Eine Führung durch das wiederaufgebaute Ypern schloss sich an. Kevin Breyne verstand es, die totale Zerstörung der Stadt durch die deutschen Truppen und den Wiederaufbau auf der Grundlage alter Stadtpläne anhand verschiedener Details deutlich zu machen. Beeindruckend und stadtbildprägend ist die schon im neunten Jahrhundert geschaffene Umwallung der Stadt, die heute eine großartige Grünanlage darstellt und seit dem Ersten Weltkrieg auch Platz für britische Kriegsgräber bietet.

Am Abend nahm die Gruppe dann im Menenport, dem bekanntesten Denkmal des Commonwealth in Flandern, an dem seit 1928 täglich stattfindenden „Last Post“ zu Ehren der vermissten Soldaten teil. In die Steinplatten des Menenports sind rd. 55.000 Namen von vermissten Soldaten eingemeißelt, die im „Ypern Bogen“ als vermisst gemeldet wurden und kein bekanntes Grab haben. Trompeter der Last Post Association spielen jeden Abend zum Gedenken an die Gefallenen und an den Waffenstillstand von 1918.
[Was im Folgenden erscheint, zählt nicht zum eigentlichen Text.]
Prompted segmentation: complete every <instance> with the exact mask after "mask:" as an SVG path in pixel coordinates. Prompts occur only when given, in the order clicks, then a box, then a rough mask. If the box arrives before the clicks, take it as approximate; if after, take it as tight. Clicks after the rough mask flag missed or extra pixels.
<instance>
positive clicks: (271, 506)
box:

Am Tag darauf besuchte man „Tyne Cot Cemetery“, den mit 12.000 Gräbern und den Namen von 35.000 Vermissten größten Soldatenfriedhof des Commonwealth. Von diesem auf einer Anhöhe gelegenen Friedhof lässt sich auch das nur 8,5 Kilometer breite Schlachtfeld von 1917 zwischen Ypern und Passendale überblicken, was die Sinnlosigkeit dieser grausamen Schlachten nur unterstreicht. Vertiefte und zugleich ergänzende Eindrücke von der dritten Flandernschlacht bekamen die Seminarteilnehmer im Memorial Museum Passchendaele. Hier konnte man in Schützengräben und in den nachgebauten „Dogouts“, den unterirdischen Aufenthaltsräumen, das spartanische Soldatenleben unter ständigen Geschützdonner selbst erfahren. Den Abschluss des Tages bildeten dann der Besuch des belgischen Soldatenfriedhofs Houthuist und der deutschen Friedhöfe „Vladslo“ und „Langemarck“.

Auf der parkartigen Anlage „Vladslo“, ca. 20 Kilometer südlich von Ostende, sind mehr als 25.000 deutsche Soldaten und wenige Frauen begraben. Bekannt geworden ist der Friedhof durch die Figurengruppe „Trauerndes Elternpaar“ von Käthe Kollwitz. Die aus belgischem Granit geformten Figuren tragen die Gesichtszüge von Käthe und Karl-Heinz Kollwitz. Sie sind der Grabstelle ihre Sohnes Peter zugewandt, die unmittelbar vor der Figurengruppe liegt.

Auf dem Soldatenfriedhof „Langemarck“ sind heute etwa 45.000 deutsche Soldaten und einzelne Soldaten der Alliierten Truppen begraben. Viele davon liegen in dem großen Gemeinschaftsgrab unmittelbar am alten Eingangsbereich des Friedhofes. Hier wie auch anderswo gilt das inzwischen füreinander gereifte Verständnis: „Im Leben ein Feind, im Tode vereint!“ Der Friedhof wird u.a. durch restaurierte Bunker und dazwischenliegende Granitblöcke mit Inschriften der Spender geprägt, die die deutsche Frontlinie im Ersten Weltkrieg nachzeichnen. Im Jahre 2006 wurde an der Nordseite ein tunnelartiges Gebäude Eingangsgebäude errichtet und erst 2015 wurden das alte Eingangsgebäude sowie die Wege und Flächen der Kriegsgräberstätte renoviert und mit einer Gedenkveranstaltung des Volksbundes Deutscher Kriegsgräberfürsorge wieder eröffnet. „Frieden“, ist die Zeitschrift des Volksbundes überschrieben, den man nach den Besuchen sich über den Gräbern der unzähligen Toten des Krieges nur wünschen kann.

Nach den belastenden und bedrückenden Erkenntnisse der ersten Seminartage war die Erkundung der alten Hanse- und heutige Weltkulturerbe-Stadt Brügge unter fachkundiger Führung ein entspannendes Element des viertägigen Seminars.